Story image

The usual AI rules still apply with AIOps - ThousandEyes

05 Aug 2019
Twitter
Facebook

Article by ThousandEyes product marketing vice president Alex Henthorn-Iwane

Many IT domains have been on a trajectory of increased automation and robotisation for some time.

Automation is now present in infrastructure management, in getting code to production faster, and in parts of many processes as organisations feel pressured to reduce points of friction that might cause customers to look elsewhere.

IT operations have undoubtedly benefited from this trend.

One of the reasons IT ops was ripe for automation is that environments have grown increasingly complex.

A recent survey by Telsyte found almost half (49%) of organisations in Australia use more than four cloud platforms.

The average number of cloud platforms used by organisations reached 3.8 in 2018, the survey said.

Then, there's the added complexity of all the applications that run on that cloud infrastructure, or in existing on-premises environments.

It is not uncommon to hear of enterprise environments in Australia where the total number of applications is in the hundreds or even the low thousands.

All of this adds up to a lot of alerts for IT ops to digest, as well as ongoing challenges in working out the root cause of a problem being felt downstream by end-users, whether they be internal or external customer-facing.

It's also meant that many enterprises are dealing with tool bloat.

Everyone in IT operations knows about tool bloat.

Countless studies have been done about the effects of piling on too many monitoring tools. Essentially, more tools add up to less effectiveness and poorer outcomes.

Why is tool bloat so common?

Well, let’s be fair to all the engineers who have bought these tools.

There is usually a reasonably distinct data set that each chosen tool can uniquely get at, which theoretically should enhance rather than reduce operational visibility and action.

The problem is the lack of ability to correlate the signals that all these data streams provide and turn them into clear problem diagnoses and follow-on actions.

Alert fatigue is a known problem in many IT domains.

In security, for instance, a 2018 survey found 27% of IT professionals received more than one million threats daily, and 55% more than 10,000.

It’s a similar story in IT ops.

AIOps Exchange recently found 40% of IT organisations receive more than 1 million event alerts each day, and 11% see “more than 10 million”.

Responses to those volumes varied from tuning systems to produce less alerts, to simply ignoring whole categories of warnings.

However, some argue that alert fatigue is a strong candidate for artificially intelligent systems.

AIOps emerges - but is it the answer?

Artificial intelligence is being injected into an increasing number of IT and business domains, ostensibly as a way to take some of the day-to-day heavy lifting out of processes and ease pressure on the humans involved.

IT operations aren’t immune from that trend, as evidenced by the rise of AIOps.

AIOps is a term coined by Gartner, which defines it as the “use of big data, modern machine learning and other advanced analytics technologies to directly, and indirectly, enhance IT operations (monitoring, automation and service desk) functions with proactive, personal and dynamic insight.”

First, a disclaimer: ThousandEyes is not an AIOps vendor, and we’re not interested in AI-washing our solution.

Our interest is in helping customers realise value from visibility. 

AIOps is often pitched as a response to the fatigue-inducing correlation problem faced by IT ops staff.

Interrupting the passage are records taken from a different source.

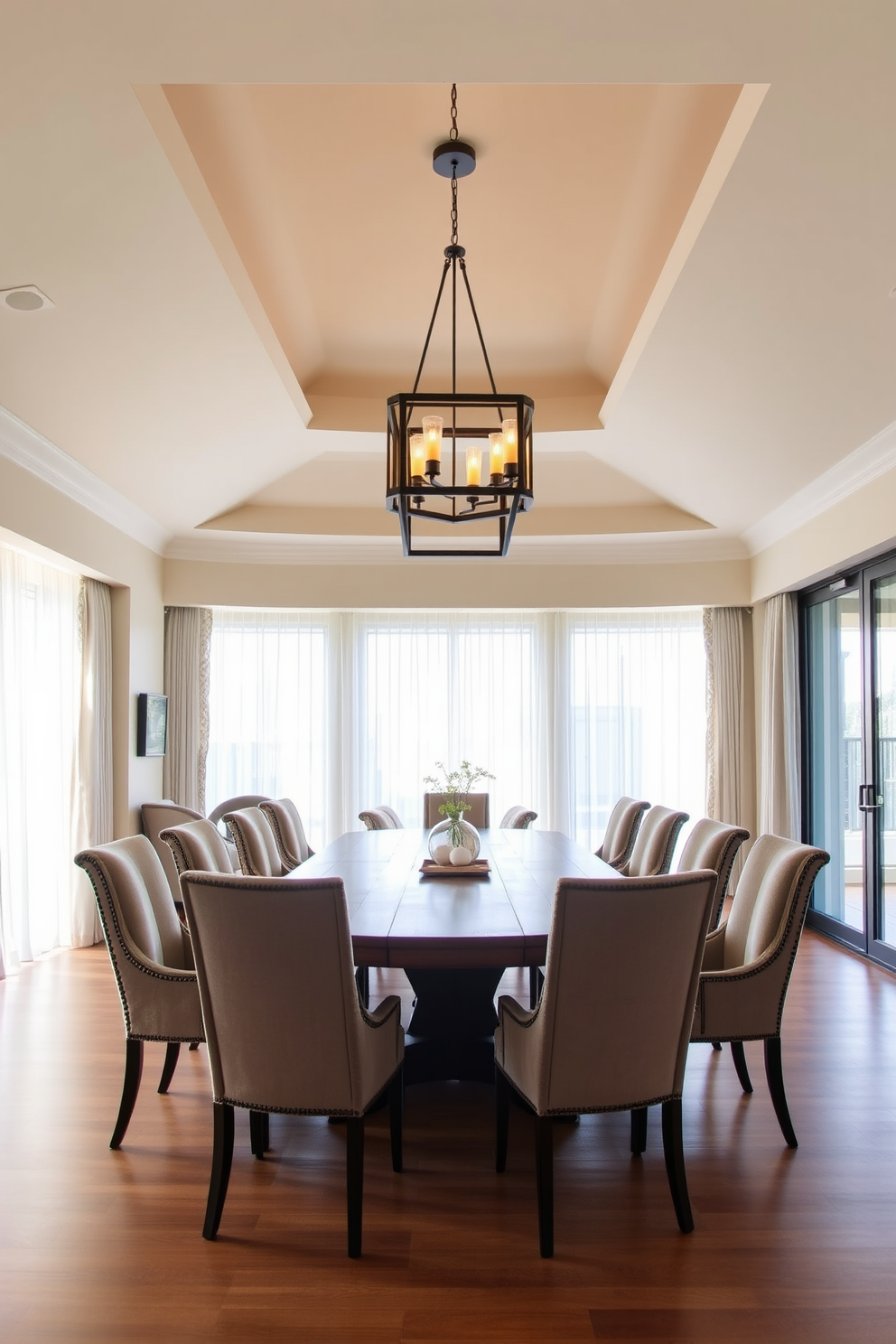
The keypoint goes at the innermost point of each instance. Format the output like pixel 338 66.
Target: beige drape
pixel 93 773
pixel 723 628
pixel 779 798
pixel 187 644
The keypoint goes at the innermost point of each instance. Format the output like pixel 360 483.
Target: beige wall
pixel 43 518
pixel 851 531
pixel 425 583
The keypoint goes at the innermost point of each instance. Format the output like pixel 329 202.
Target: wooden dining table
pixel 453 936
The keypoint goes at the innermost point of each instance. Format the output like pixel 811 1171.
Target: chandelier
pixel 458 457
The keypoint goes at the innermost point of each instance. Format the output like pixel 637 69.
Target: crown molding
pixel 873 459
pixel 653 548
pixel 27 448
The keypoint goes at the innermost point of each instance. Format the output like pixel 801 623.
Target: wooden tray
pixel 430 868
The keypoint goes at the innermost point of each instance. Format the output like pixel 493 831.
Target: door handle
pixel 868 800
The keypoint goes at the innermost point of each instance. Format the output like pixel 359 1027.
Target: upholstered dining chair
pixel 749 958
pixel 156 817
pixel 655 845
pixel 477 813
pixel 281 1041
pixel 289 831
pixel 610 1031
pixel 151 957
pixel 256 843
pixel 377 818
pixel 518 818
pixel 714 845
pixel 621 832
pixel 198 845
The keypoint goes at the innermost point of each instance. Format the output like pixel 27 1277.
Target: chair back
pixel 280 1002
pixel 621 981
pixel 770 903
pixel 289 832
pixel 256 843
pixel 156 817
pixel 621 832
pixel 712 845
pixel 656 842
pixel 135 901
pixel 518 818
pixel 198 845
pixel 375 818
pixel 477 813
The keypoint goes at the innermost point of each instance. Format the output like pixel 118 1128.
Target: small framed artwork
pixel 152 724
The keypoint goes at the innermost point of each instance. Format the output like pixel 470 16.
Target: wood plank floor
pixel 99 1246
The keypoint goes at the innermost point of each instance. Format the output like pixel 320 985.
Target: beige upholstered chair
pixel 151 957
pixel 156 817
pixel 477 813
pixel 621 832
pixel 714 845
pixel 375 818
pixel 749 958
pixel 518 818
pixel 611 1029
pixel 198 845
pixel 655 845
pixel 281 1041
pixel 289 832
pixel 256 843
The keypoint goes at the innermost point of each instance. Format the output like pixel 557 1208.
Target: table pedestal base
pixel 452 1029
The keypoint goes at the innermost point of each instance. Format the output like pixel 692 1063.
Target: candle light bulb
pixel 508 429
pixel 496 454
pixel 433 426
pixel 418 457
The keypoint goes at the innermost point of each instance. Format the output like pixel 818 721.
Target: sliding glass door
pixel 851 756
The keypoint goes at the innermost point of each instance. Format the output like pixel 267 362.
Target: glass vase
pixel 468 834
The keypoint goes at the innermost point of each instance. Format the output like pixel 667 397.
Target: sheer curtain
pixel 779 809
pixel 39 707
pixel 344 710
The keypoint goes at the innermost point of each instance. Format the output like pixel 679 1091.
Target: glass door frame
pixel 865 941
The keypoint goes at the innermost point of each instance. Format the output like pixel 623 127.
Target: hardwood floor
pixel 789 1246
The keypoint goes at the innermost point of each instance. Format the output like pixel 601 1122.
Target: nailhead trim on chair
pixel 181 976
pixel 799 903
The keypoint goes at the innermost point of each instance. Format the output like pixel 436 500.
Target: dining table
pixel 453 934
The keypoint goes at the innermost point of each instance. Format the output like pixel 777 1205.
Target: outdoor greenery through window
pixel 568 710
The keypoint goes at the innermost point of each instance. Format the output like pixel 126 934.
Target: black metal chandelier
pixel 458 457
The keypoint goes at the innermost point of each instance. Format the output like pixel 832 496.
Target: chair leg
pixel 259 1132
pixel 639 1129
pixel 355 1181
pixel 501 1118
pixel 675 1156
pixel 545 1181
pixel 222 1159
pixel 129 1089
pixel 173 1050
pixel 741 1065
pixel 397 1117
pixel 775 1076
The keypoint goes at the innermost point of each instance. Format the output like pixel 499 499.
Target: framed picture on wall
pixel 152 724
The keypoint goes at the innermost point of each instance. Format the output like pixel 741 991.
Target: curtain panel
pixel 727 779
pixel 342 710
pixel 779 795
pixel 185 677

It uses advanced analytics to consume various streams of monitoring data and perform correlations that humans can’t do via swivel-chair analysis.

AIOps is powerful and does bring real promise, but that power and promise don’t come for free.

Machine Learning requires learning, so who is the trainer?

The answer is that you or someone on your team will need to be, and it may take many months to teach ML something truly beneficial.

In addition, AIOps itself can’t make up for significant gaps in visibility data.

The vast majority of IT ops visibility is based on passive data collection from the pieces of the puzzle it still has control over.

That’s helpful data for sure.

But what about all myriads of external apps, services, infrastructure and Internet networks that IT has no direct control over and thus can’t collect data on using methods?

No level of analytical intelligence can bridge this gap.

What’s clear is that in order for AIOps to be effective, it needs to be fed with good data.

The AIOps platform itself is not going to be the primary monitoring data generation or collection engine.

The challenge is to get the right streams of data and to define how you want the AIOps engine to answer your questions (learning).

To get effective use from AIOps requires either thoughtful internal solution architecture work or a third party to provide pre-curated apps running on top of the platform.

SaaS like ThousandEyes are applications that are purpose-built to solve particular problems with datasets that are explicitly curated for those problems.